Question

The length of the common chord AB of two intersecting circles is 18 cm. If the diameters of the circles are 82 cm and 30 cm, calculate the distance between the centres.

Answer 1

Given:

• Length of the common chord AB = 18 cm
• Diameter of the first circle = 82 cm, so radius r₁ = `82/2` = 41 cm
• Diameter of the second circle = 30 cm, so radius r₂ = `30/2` = 15 cm
• The distance between the centers of the two circles P and Q is denoted as PQ.

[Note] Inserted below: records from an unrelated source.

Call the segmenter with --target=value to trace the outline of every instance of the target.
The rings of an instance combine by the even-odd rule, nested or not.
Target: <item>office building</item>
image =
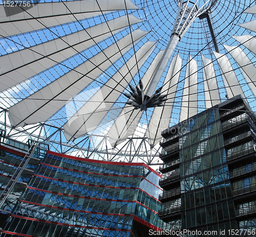
[[[31,140],[5,142],[1,237],[143,237],[161,226],[160,175],[145,164],[73,157]]]
[[[159,216],[166,228],[217,236],[255,229],[255,124],[237,96],[162,132]]]

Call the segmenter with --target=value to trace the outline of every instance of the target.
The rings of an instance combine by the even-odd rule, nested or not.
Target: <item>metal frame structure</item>
[[[8,140],[27,143],[29,139],[47,143],[51,151],[81,157],[94,158],[109,161],[143,162],[148,165],[159,165],[160,146],[157,148],[150,147],[146,137],[130,137],[120,145],[112,148],[107,136],[88,135],[76,143],[64,143],[61,139],[63,130],[53,126],[39,123],[27,128],[13,128],[8,124],[7,109],[1,108],[0,117],[4,116],[5,122],[0,124],[5,130],[1,130],[2,143]],[[48,135],[49,129],[54,131]],[[6,132],[8,131],[8,132]],[[39,131],[37,132],[37,131]],[[95,138],[100,139],[96,144]],[[8,142],[8,141],[7,141]],[[6,143],[8,145],[8,143]],[[84,146],[85,145],[85,146]]]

1. Let the centers of the two circles be P and Q.

2. Let M be the midpoint of the chord AB.

Since AB is a common chord of length 18 cm, each segment:

AM = MB

= `18/2`

= 9 cm

3. The common chord is perpendicular to the line segment joining the centers PQ, so PQ ⊥ AB and M lies on PQ.

4. In ΔPAM: 

`PM = sqrt(r_1^2 - AM^2)`

= `sqrt(41^2 - 9^2)`

= `sqrt(1681 - 81)`

= `sqrt(1600)`

= 40 cm

5. In ΔQAM:

`QM = sqrt(r_2^2 - AM^2)`

= `sqrt(15^2 - 9^2)`

= `sqrt(225 - 81)`

= `sqrt(144)`

= 12 cm

6. Therefore, the distance between the centers is:

PQ = PM + QM

= 40 + 12

= 52 cm

The distance between the centers of the two circles is 52 cm.